Der Arme wußte nicht, welches Schicksal ihm in Chemnitz bevorstand, das er mit Bakunin und Martin todmüde in der nächsten Nacht erreichte. Wir sahen uns wieder, aber nicht in Freiberg, nachdem ich siebzehn Jahre in Amerika und er zehn Jahre in Waldheim verlebt! Bakunin sah ich im Jahre 1861 in New-York, auf seiner gelungenen Flucht aus Sibirien.

Mein Verband konnte nicht angelegt werden. Heubner war so gut wie sein Wort. Der Wagen, mit zwei jungen munteren Braunen bespannt, kam, ehe ich noch mit dem Ankleiden fertig war. Meine Matratze und ich selbst wurden hineingelegt, mein Sohn folgte mit meiner eiligst in ein paar Taschentücher gebundenen Wäsche. Dann setzten sich noch einige Bewaffnete zu mir. Den Säbel ließ ich zurück, da ich mich doch nicht wehren konnte. Nur ein Dolchmesser steckte ich als Waffe zu mir. Und nun kam der sehr schmerzliche Abschied von Weib und Kind, die nach Dresden zurückkehrten. Wußte ich ja nicht, ob und wann ich sie wieder sehen würde. Die Aufregung und die Unklarheit über unsere Lage halfen uns darüber weg. Noch hatte ich immer mehr das Ganze im Auge als mich selber.

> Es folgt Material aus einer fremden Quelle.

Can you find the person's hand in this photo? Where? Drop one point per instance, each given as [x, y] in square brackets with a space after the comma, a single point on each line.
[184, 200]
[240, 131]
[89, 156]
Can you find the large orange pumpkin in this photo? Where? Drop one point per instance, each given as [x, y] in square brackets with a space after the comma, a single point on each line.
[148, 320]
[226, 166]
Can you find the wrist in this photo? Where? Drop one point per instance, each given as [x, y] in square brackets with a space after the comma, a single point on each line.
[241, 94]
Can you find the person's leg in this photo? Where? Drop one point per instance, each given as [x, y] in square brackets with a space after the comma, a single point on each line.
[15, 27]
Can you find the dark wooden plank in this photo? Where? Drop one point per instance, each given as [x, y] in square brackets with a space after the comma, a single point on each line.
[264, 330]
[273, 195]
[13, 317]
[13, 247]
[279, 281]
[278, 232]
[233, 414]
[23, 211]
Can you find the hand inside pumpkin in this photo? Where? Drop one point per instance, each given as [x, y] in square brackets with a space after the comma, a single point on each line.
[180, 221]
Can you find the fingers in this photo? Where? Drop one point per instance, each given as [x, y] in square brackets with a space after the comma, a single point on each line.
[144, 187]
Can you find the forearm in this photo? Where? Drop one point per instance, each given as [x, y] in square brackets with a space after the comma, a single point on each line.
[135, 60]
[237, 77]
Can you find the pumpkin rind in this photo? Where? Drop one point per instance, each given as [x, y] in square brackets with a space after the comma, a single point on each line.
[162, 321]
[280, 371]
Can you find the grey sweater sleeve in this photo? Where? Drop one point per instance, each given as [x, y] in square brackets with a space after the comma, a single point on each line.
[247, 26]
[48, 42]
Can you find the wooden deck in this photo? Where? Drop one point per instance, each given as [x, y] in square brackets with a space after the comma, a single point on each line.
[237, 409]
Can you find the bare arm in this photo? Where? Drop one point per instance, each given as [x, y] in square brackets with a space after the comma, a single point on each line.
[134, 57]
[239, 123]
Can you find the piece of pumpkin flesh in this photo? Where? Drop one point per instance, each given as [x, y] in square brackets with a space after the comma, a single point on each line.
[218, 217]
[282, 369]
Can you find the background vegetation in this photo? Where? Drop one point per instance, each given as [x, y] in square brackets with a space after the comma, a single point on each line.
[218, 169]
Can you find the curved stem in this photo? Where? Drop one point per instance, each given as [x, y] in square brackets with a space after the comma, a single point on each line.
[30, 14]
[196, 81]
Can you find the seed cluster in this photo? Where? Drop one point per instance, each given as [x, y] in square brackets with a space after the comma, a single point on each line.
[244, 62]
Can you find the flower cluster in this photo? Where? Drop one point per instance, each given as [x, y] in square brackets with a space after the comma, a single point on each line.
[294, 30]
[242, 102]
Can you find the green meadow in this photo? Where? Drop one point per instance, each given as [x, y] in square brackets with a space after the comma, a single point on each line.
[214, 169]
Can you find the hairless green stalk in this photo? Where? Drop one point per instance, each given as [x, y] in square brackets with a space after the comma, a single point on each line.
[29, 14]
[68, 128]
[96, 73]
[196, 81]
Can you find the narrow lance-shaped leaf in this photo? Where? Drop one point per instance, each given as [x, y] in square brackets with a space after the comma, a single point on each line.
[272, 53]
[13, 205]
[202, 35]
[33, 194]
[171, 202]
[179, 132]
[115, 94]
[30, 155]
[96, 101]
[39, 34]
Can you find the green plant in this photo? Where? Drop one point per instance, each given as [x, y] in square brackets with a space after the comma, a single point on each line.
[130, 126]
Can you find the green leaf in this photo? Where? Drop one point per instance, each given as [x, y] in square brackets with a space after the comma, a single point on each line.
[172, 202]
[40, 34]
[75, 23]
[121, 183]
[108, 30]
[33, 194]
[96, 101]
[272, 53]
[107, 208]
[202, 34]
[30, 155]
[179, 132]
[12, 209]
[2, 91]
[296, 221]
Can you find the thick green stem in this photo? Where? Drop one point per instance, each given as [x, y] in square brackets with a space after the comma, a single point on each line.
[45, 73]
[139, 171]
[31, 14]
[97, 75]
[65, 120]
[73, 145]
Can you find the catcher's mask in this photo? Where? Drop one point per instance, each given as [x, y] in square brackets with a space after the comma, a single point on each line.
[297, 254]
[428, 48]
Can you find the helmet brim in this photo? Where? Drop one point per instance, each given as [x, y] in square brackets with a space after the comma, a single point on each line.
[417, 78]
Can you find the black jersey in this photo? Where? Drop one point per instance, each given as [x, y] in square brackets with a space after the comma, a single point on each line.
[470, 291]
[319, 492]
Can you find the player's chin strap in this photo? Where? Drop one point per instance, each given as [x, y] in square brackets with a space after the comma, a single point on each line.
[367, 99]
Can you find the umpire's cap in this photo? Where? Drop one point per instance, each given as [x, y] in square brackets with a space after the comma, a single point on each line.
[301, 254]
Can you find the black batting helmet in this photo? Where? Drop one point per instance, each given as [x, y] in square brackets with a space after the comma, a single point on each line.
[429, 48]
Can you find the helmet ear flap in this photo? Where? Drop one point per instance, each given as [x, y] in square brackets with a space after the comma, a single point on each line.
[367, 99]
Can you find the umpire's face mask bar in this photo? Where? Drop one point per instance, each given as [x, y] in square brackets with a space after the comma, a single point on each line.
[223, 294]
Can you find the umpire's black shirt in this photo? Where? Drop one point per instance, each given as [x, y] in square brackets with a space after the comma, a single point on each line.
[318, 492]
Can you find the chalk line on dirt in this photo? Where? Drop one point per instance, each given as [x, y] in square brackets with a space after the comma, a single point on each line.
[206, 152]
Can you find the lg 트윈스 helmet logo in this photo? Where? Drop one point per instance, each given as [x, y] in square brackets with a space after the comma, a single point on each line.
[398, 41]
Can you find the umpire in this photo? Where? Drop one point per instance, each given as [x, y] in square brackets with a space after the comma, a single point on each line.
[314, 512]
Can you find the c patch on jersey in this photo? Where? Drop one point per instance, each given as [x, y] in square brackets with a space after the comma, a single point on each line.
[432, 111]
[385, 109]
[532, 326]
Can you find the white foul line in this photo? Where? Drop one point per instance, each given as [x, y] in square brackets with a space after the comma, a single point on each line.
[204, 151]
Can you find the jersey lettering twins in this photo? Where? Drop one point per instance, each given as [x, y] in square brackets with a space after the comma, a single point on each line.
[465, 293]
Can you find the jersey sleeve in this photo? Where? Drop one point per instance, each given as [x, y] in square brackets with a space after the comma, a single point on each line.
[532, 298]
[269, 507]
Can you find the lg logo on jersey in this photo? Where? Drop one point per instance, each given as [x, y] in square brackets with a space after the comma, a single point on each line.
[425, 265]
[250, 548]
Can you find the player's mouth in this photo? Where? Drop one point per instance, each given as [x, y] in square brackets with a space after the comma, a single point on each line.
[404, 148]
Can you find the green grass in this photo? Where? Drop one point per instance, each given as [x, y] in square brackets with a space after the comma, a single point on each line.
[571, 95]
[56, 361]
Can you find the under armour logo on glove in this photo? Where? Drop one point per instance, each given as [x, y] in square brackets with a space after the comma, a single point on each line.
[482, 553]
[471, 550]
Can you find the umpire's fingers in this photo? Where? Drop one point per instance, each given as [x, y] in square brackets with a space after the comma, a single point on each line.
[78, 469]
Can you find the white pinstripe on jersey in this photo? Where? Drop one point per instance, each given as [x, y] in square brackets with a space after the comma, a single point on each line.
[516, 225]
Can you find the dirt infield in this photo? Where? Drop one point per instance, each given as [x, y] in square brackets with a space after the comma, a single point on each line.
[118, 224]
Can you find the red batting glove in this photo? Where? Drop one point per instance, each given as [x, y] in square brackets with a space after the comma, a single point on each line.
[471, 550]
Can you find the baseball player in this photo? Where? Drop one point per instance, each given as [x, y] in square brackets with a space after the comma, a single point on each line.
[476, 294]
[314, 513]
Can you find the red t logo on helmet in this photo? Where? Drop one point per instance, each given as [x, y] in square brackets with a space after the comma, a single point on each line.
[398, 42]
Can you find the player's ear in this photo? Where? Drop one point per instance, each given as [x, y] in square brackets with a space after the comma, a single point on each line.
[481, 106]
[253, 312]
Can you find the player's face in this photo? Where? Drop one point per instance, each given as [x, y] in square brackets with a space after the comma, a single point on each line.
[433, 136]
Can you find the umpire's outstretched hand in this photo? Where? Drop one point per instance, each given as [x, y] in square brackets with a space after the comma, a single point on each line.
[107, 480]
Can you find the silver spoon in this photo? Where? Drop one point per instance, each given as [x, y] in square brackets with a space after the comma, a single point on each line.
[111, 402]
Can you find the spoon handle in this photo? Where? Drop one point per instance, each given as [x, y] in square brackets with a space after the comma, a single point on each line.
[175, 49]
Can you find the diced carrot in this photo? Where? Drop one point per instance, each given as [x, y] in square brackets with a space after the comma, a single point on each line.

Tharand und die Straße nach Grüllenburg fand ich voll flüchtiger Bewaffneter, zu Fuß, zu Wagen und zu Pferd; manche auf erbeuteten Cavaleriepferden. Viele Bekannte drängten sich an mich und schüttelten mir die Hand. Die Meisten hatten die Gesichter mit Pulver geschwärzt, die Augen geröthet, die Stimmen heiser und rauh, die Kleider beschmutzt, zerrissen; die Haare hingen ihnen wild um den Kopf. Manche waren sechs Tage und Nächte nicht von den Barricaden und dem Pflaster weggekommen.

Bald ließ ich Alle hinter mir zurück. In Grüllenburg traf ich den Vortrab der kleinen Armee, welche Dresden zu Hülfe zog – ich will nicht sagen eilte; denn sie kamen zu spät. Ich ließ den Commandirenden herbeirufen und sagte ihm, er könne gleich wieder umkehren, der vierspännige Regierungswagen folge mir auf dem Fuße. Er wollte mir nicht glauben. Es war Prößel aus Chemnitz. Ich sah ihn in New-York wieder, wo er ein Hôtel in Beekman-Street hielt.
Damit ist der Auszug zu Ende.